Downloads the data for the specified data type.

Parameters:
  • data_type (str) – The data type to download. - ‘bulk_parameters’ - ‘wave_spectra’ - ‘directional_spectra’ - ‘wind_forecast’

  • load_df (bool, optional) – Whether to load and return the DataFrame after downloading. Default is False. If True and multiple years are specified, all years will be combined into a single DataFrame.

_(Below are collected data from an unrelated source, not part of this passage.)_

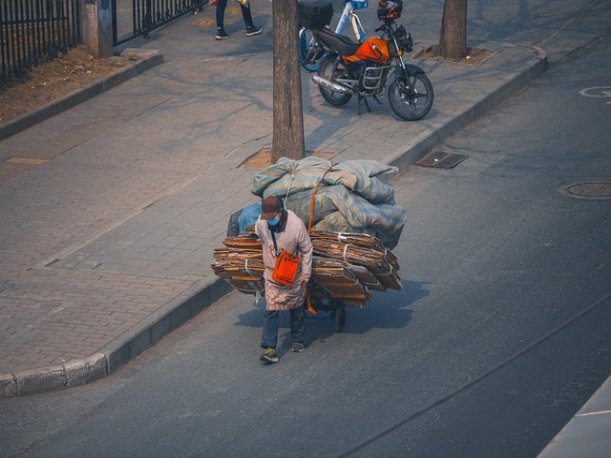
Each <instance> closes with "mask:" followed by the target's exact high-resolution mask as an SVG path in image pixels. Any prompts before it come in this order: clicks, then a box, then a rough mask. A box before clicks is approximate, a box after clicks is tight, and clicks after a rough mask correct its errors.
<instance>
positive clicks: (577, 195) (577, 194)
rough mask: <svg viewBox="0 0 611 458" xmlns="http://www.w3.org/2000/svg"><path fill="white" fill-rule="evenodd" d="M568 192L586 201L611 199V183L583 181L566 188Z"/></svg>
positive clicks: (598, 181) (566, 191) (575, 183)
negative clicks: (585, 198) (591, 199)
mask: <svg viewBox="0 0 611 458" xmlns="http://www.w3.org/2000/svg"><path fill="white" fill-rule="evenodd" d="M566 192H567V193H568V194H569V195H571V196H574V197H583V198H586V199H609V198H611V181H602V180H601V181H583V182H580V183H574V184H572V185H570V186H568V187H567V188H566Z"/></svg>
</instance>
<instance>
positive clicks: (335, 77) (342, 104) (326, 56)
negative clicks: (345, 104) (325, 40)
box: [318, 55, 352, 107]
mask: <svg viewBox="0 0 611 458" xmlns="http://www.w3.org/2000/svg"><path fill="white" fill-rule="evenodd" d="M318 76H320V77H321V78H323V79H326V80H328V81H331V82H332V83H335V82H337V80H342V79H348V68H347V67H346V64H344V63H343V62H342V60H341V59H337V56H332V55H330V56H326V57H323V58H322V60H321V61H320V69H319V70H318ZM318 89H319V90H320V94H321V95H322V96H323V98H324V99H325V100H326V101H327V102H329V103H330V104H331V105H333V106H336V107H339V106H341V105H345V104H346V103H348V101H349V100H350V98H351V97H352V94H346V93H345V92H335V91H333V90H332V89H329V88H327V87H323V86H320V85H319V86H318Z"/></svg>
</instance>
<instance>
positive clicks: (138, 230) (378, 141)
mask: <svg viewBox="0 0 611 458" xmlns="http://www.w3.org/2000/svg"><path fill="white" fill-rule="evenodd" d="M260 6H261V9H260V10H259V11H258V12H257V18H256V19H257V21H258V23H259V24H260V25H263V26H264V27H265V29H264V33H263V34H262V35H260V36H258V37H252V38H247V37H245V36H244V33H243V28H242V27H243V26H242V25H241V19H240V18H239V16H238V15H237V14H236V13H235V12H233V16H230V18H229V19H228V21H227V29H228V32H229V33H230V34H231V37H230V39H228V40H223V41H222V42H216V41H214V40H213V39H212V31H211V28H210V27H209V26H210V21H211V19H210V17H207V15H206V14H205V13H206V12H205V11H204V13H203V14H201V15H197V16H189V17H185V18H183V19H181V20H178V21H176V22H174V23H171V24H170V25H169V26H167V27H165V28H164V29H162V30H160V31H158V32H157V33H156V34H155V38H154V39H152V40H148V41H142V40H140V41H138V40H136V41H134V42H132V43H129V46H130V47H138V46H141V47H142V48H147V49H150V48H157V49H159V50H160V52H161V53H162V54H163V58H164V63H162V64H160V65H157V66H156V67H154V68H152V69H150V70H148V71H146V72H144V73H143V74H141V75H139V76H138V77H137V78H133V79H130V80H129V81H127V82H125V83H123V84H121V85H120V86H117V87H115V88H112V89H110V90H108V91H106V92H104V93H103V94H101V95H98V96H96V97H94V98H91V99H89V100H87V101H85V102H83V103H81V104H79V105H77V106H75V107H73V108H70V109H68V110H66V111H64V112H62V113H60V114H57V115H55V116H53V117H51V118H49V119H48V120H46V121H43V122H40V123H38V124H36V125H34V126H32V127H30V128H28V129H26V130H23V131H21V132H20V133H17V134H15V135H13V136H10V137H8V138H6V139H5V140H3V141H0V164H1V165H2V167H4V173H3V175H2V176H4V179H3V182H1V183H0V218H1V220H2V225H1V229H0V231H1V232H0V251H1V253H2V256H1V257H0V319H1V322H0V323H1V324H0V374H2V375H0V394H1V395H2V396H10V395H24V394H28V393H33V392H37V391H41V390H49V389H58V388H65V387H70V386H74V385H78V384H82V383H86V382H89V381H92V380H95V379H98V378H100V377H104V376H106V375H107V374H109V373H112V372H113V371H114V370H115V369H117V368H118V367H120V366H121V365H123V364H125V363H126V362H127V361H129V360H130V359H131V358H133V357H134V356H136V355H137V354H139V353H140V352H142V351H143V350H145V349H146V348H148V347H150V346H151V345H154V344H155V343H156V342H157V341H159V339H161V338H162V337H163V336H164V335H165V334H167V333H168V332H170V331H171V330H172V329H175V328H176V327H178V326H180V325H181V324H182V323H184V322H185V321H186V320H188V319H189V318H191V317H192V316H194V315H195V314H197V313H198V312H199V311H201V310H202V309H203V308H205V307H207V306H208V305H209V304H210V303H212V302H214V301H215V300H217V299H218V298H219V297H221V296H222V295H223V294H225V293H227V292H228V290H229V288H228V286H227V285H226V284H225V283H224V282H221V281H219V280H218V279H217V278H216V277H215V276H214V275H213V273H212V271H211V269H210V264H211V263H212V261H213V259H212V251H213V248H215V247H218V246H220V245H221V241H222V238H223V236H224V234H225V230H226V225H227V221H228V218H229V215H230V214H231V213H232V212H234V211H235V210H236V209H238V208H241V207H242V206H244V205H245V204H247V203H252V202H255V201H256V199H255V198H254V196H253V195H252V194H251V193H250V188H251V182H252V177H253V176H254V174H255V171H254V170H249V169H246V168H243V167H241V166H240V164H241V163H242V162H243V161H244V160H246V159H247V158H248V157H249V156H251V155H252V154H254V153H256V152H257V151H259V150H260V149H261V148H264V147H270V146H271V142H272V104H273V101H272V78H271V74H272V53H271V48H272V34H271V30H270V28H271V17H270V15H271V6H270V5H268V4H267V2H265V3H262V4H261V5H260ZM212 24H213V22H212ZM435 27H438V25H437V24H435ZM416 39H418V37H417V36H416ZM425 46H427V43H423V42H418V41H417V48H423V47H425ZM477 47H478V48H481V49H485V50H487V51H488V52H489V54H490V55H489V57H488V59H487V60H485V61H484V62H483V63H481V64H480V65H477V66H476V65H463V64H455V63H448V62H440V61H437V60H424V61H417V62H416V63H417V64H419V65H421V66H423V67H424V68H425V70H426V71H427V73H428V74H429V76H430V79H431V80H432V82H433V85H434V88H435V102H434V105H433V109H432V111H431V112H430V114H429V115H428V116H427V117H426V118H425V119H424V120H422V121H419V122H413V123H406V122H402V121H399V120H398V119H397V118H396V117H395V116H394V115H393V114H392V112H391V110H390V108H389V107H388V104H387V102H384V104H383V105H377V104H375V102H374V103H373V104H372V110H373V112H372V113H366V112H365V113H364V114H362V115H361V116H359V115H358V112H357V106H356V101H351V102H350V103H349V104H348V105H347V106H346V107H343V108H339V109H338V108H335V107H331V106H329V105H327V104H325V103H323V100H322V98H321V96H320V94H319V93H318V90H317V88H316V87H315V85H314V84H313V83H312V82H311V75H310V74H308V73H306V72H303V100H304V123H305V134H306V148H307V149H308V150H317V151H323V152H326V153H329V154H332V155H333V160H335V161H343V160H348V159H360V158H368V159H376V160H379V161H382V162H384V163H389V164H393V165H397V166H398V167H399V168H401V169H403V168H405V167H406V166H408V165H409V164H411V163H412V162H413V161H415V160H417V159H418V158H420V157H421V156H422V155H424V154H425V153H426V152H427V151H429V150H430V149H431V148H432V147H434V146H436V145H438V144H440V142H442V141H443V139H444V138H446V137H448V136H449V135H451V134H452V133H454V132H456V131H457V130H459V129H460V128H461V127H463V126H465V125H467V124H468V123H470V122H471V121H473V120H474V119H476V118H477V117H479V116H481V115H482V114H483V113H485V112H486V110H488V109H489V108H490V107H492V106H494V105H496V104H498V103H499V102H501V101H502V100H504V99H506V98H507V97H509V96H510V95H511V94H513V93H515V92H516V91H518V90H519V89H520V88H522V87H524V86H525V85H526V84H527V83H528V82H529V81H530V80H531V79H532V78H533V77H536V76H537V75H539V74H541V73H542V72H543V71H544V70H545V67H546V55H545V53H544V52H543V51H542V50H541V49H538V48H535V47H531V46H520V45H512V44H506V43H496V42H485V43H481V44H478V45H477ZM0 127H1V128H5V127H6V126H0ZM11 167H12V168H11ZM19 167H22V168H21V169H19ZM7 170H8V172H7ZM245 300H250V299H248V298H246V297H245Z"/></svg>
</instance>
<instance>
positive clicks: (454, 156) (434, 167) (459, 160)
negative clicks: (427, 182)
mask: <svg viewBox="0 0 611 458" xmlns="http://www.w3.org/2000/svg"><path fill="white" fill-rule="evenodd" d="M466 158H467V155H466V154H458V153H453V152H451V151H440V150H439V151H433V152H432V153H429V154H427V155H426V156H424V157H423V158H422V159H420V160H419V161H417V162H415V164H416V165H419V166H421V167H433V168H437V169H451V168H452V167H456V166H457V165H458V164H460V163H461V162H462V161H464V160H465V159H466Z"/></svg>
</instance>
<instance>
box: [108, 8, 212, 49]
mask: <svg viewBox="0 0 611 458" xmlns="http://www.w3.org/2000/svg"><path fill="white" fill-rule="evenodd" d="M204 3H208V0H131V1H130V2H128V1H127V0H112V21H113V42H114V44H115V45H118V44H121V43H123V42H125V41H127V40H131V39H132V38H135V37H138V36H142V37H144V38H148V35H149V32H150V31H151V30H153V29H155V28H157V27H160V26H162V25H163V24H165V23H166V22H169V21H171V20H172V19H175V18H177V17H179V16H182V15H183V14H185V13H189V12H198V11H201V9H202V6H203V5H204ZM130 13H131V14H130ZM120 16H123V17H128V16H131V17H132V24H131V30H130V31H129V33H127V34H121V32H120V30H121V28H122V27H120V24H119V23H120V22H121V21H120V20H121V17H120Z"/></svg>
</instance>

  • **kwargs – Additional keyword arguments specific to each data type.

Returns:

Downloaded data or status message.

Return type:

Union[pd.DataFrame, xr.Dataset, str]

Raises:

ValueError – If the data type is not supported.

list_data_types() List[str][source]

Lists the available data types.

Returns:

The list of available data types.

Return type:

List[str]

list_datasets() List[str][source]

Lists the available datasets.

Returns:

The list of available datasets.

Return type:

List[str]

read_bulk_parameters(buoy_id: str, years: int | List[int]) DataFrame | None[source]

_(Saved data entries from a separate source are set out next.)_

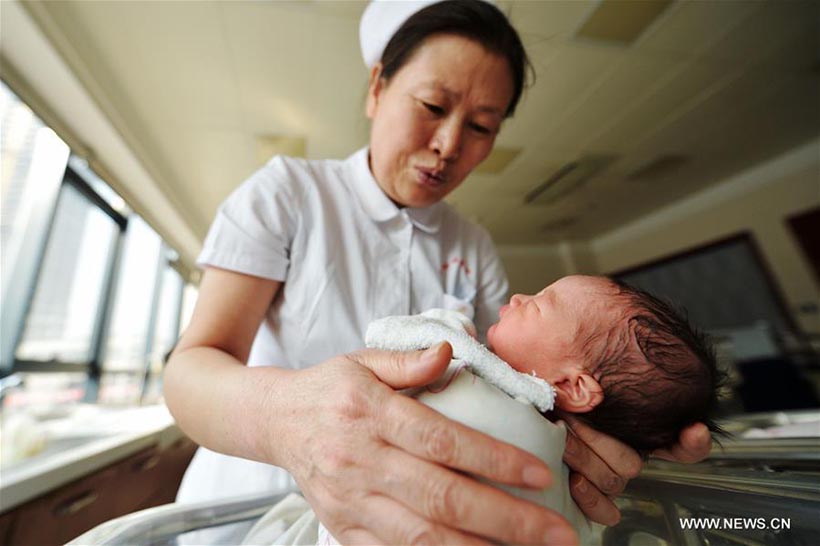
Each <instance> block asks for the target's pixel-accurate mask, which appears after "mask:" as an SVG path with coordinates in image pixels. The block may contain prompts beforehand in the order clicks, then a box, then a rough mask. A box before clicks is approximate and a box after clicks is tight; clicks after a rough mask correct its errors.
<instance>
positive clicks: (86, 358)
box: [17, 185, 119, 363]
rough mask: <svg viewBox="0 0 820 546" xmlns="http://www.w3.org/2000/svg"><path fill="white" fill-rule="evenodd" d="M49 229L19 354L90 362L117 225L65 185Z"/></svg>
mask: <svg viewBox="0 0 820 546" xmlns="http://www.w3.org/2000/svg"><path fill="white" fill-rule="evenodd" d="M51 231H52V233H51V236H50V237H49V241H48V245H47V246H46V252H45V257H44V259H43V263H42V266H41V268H40V277H39V280H38V282H37V290H36V292H35V296H34V300H33V302H32V306H31V310H30V311H29V314H28V320H27V321H26V326H25V331H24V333H23V338H22V341H21V343H20V345H19V347H18V349H17V358H18V360H33V361H48V360H56V361H61V362H78V363H80V362H89V361H90V360H91V359H92V358H93V356H94V346H93V345H94V342H95V333H96V331H97V330H98V327H99V320H100V317H99V315H100V313H99V311H100V309H101V302H102V300H103V297H104V290H105V285H106V280H107V279H106V277H107V273H108V271H109V270H110V269H111V263H112V260H113V258H114V250H115V243H116V239H117V236H118V235H119V229H118V226H117V224H116V222H115V221H114V220H113V219H112V218H111V217H109V216H108V215H106V214H105V213H104V212H102V211H101V210H100V209H99V208H98V207H95V206H94V205H93V204H92V203H91V202H89V201H88V199H86V198H85V197H84V196H83V195H82V194H81V193H80V192H79V191H78V190H77V189H75V188H74V187H73V186H71V185H64V186H63V188H62V191H61V192H60V199H59V202H58V204H57V212H56V214H55V216H54V224H53V226H52V230H51Z"/></svg>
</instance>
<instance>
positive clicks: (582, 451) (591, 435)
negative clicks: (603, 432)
mask: <svg viewBox="0 0 820 546" xmlns="http://www.w3.org/2000/svg"><path fill="white" fill-rule="evenodd" d="M563 417H564V420H565V421H566V423H567V425H569V431H568V434H567V447H568V448H569V449H572V450H575V451H576V454H575V455H574V456H573V457H574V458H580V459H581V460H582V461H583V462H586V461H588V460H590V459H595V458H597V459H598V460H600V461H602V462H603V463H604V466H606V467H608V468H609V469H611V470H610V471H609V472H603V473H600V472H599V473H596V474H595V475H593V476H589V475H587V473H586V472H584V471H583V470H582V469H581V468H575V467H574V466H573V465H572V464H570V463H569V462H567V464H568V465H569V466H570V467H571V468H574V469H575V470H577V471H579V472H581V474H584V475H585V476H587V478H588V479H590V480H591V481H592V482H593V483H594V484H595V485H597V486H598V487H599V488H606V489H607V490H605V491H604V492H605V493H609V494H616V493H620V492H621V491H623V487H624V486H625V485H626V481H628V480H631V479H632V478H635V477H637V476H638V474H640V473H641V469H642V468H643V461H642V460H641V456H640V455H639V454H638V452H637V451H635V450H634V449H632V448H631V447H629V446H628V445H626V444H625V443H623V442H621V441H620V440H616V439H615V438H613V437H612V436H608V435H606V434H603V433H601V432H598V431H597V430H595V429H594V428H592V427H591V426H589V425H587V424H586V423H584V422H582V421H580V420H578V419H576V418H574V417H572V416H570V415H566V416H563ZM570 436H573V438H572V440H580V442H577V441H576V442H573V445H572V446H570ZM585 448H586V449H585ZM587 450H591V451H592V453H585V451H587ZM565 454H566V450H565ZM593 455H594V456H596V457H593ZM596 470H603V469H601V468H596ZM618 478H620V479H621V481H623V482H624V483H622V484H619V483H618Z"/></svg>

Read bulk parameters for a specific buoy and year(s).

Parameters:
  • buoy_id (str) – The buoy ID.

  • years (Union[int, List[int]]) – The year(s) to read data for. Can be a single year or a list of years.

Returns:

DataFrame containing the bulk parameters, or None if data not found.

Return type:

Optional[pd.DataFrame]

read_directional_spectra(buoy_id: str, years: int | List[int]) Tuple[DataFrame | None, ...][source]

Read directional spectra data for a specific buoy and year(s).

Parameters:
  • buoy_id (str) – The buoy ID

  • years (Union[int, List[int]]) – The year(s) to read data for. Can be a single year or a list of years.

Returns:

Tuple containing DataFrames for alpha1, alpha2, r1, r2, and c11, or None for each if data not found

Return type:

Tuple[Optional[pd.DataFrame], …]

read_wave_spectra(buoy_id: str, years: int | List[int]) DataFrame | None[source]

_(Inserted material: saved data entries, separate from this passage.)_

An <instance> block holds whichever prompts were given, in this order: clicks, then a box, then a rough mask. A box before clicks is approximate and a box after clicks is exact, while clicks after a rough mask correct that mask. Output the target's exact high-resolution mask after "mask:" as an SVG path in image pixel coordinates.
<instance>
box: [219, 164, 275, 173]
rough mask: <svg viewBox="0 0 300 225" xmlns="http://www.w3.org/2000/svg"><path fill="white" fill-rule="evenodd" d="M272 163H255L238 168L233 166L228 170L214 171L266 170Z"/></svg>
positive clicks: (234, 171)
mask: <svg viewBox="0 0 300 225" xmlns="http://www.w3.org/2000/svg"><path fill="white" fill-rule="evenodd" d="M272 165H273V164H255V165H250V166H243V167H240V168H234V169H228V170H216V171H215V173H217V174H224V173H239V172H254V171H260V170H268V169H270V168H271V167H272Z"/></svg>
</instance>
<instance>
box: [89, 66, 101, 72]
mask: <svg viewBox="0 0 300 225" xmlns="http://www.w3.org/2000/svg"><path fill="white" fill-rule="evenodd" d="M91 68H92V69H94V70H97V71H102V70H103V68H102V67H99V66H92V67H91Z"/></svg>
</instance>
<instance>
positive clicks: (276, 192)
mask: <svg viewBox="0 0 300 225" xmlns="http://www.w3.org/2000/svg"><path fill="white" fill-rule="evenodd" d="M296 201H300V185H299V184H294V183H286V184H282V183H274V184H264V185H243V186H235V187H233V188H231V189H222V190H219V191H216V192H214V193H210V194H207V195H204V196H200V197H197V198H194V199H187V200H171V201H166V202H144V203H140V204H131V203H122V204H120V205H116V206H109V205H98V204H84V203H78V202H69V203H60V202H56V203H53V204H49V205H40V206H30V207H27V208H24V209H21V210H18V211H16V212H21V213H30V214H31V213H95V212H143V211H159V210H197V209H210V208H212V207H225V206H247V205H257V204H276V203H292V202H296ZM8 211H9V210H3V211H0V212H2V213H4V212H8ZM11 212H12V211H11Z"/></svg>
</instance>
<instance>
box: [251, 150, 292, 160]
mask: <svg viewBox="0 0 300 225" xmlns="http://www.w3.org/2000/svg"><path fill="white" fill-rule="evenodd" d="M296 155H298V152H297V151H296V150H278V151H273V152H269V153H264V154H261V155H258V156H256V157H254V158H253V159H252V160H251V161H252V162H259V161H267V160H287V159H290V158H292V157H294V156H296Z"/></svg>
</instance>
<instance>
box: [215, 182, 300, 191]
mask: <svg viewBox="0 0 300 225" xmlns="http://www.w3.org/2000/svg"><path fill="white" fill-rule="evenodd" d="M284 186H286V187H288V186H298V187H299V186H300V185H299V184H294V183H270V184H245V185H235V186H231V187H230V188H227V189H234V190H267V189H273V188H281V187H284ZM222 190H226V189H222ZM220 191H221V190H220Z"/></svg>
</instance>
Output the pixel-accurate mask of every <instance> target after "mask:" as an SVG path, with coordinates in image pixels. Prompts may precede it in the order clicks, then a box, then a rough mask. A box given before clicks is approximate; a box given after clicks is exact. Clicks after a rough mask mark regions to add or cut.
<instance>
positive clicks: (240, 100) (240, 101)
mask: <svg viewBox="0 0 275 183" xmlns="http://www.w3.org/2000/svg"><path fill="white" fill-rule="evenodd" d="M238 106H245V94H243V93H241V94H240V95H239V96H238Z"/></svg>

Read wave spectra data for a specific buoy and year(s).

Parameters:
  • buoy_id (str) – The buoy ID.

  • years (Union[int, List[int]]) – The year(s) to read data for. Can be a single year or a list of years.

Returns:

DataFrame containing the wave spectra, or None if data not found

Return type:

Optional[pd.DataFrame]

show_markdown_table() None[source]

Create a Markdown table from the configuration dictionary and print it.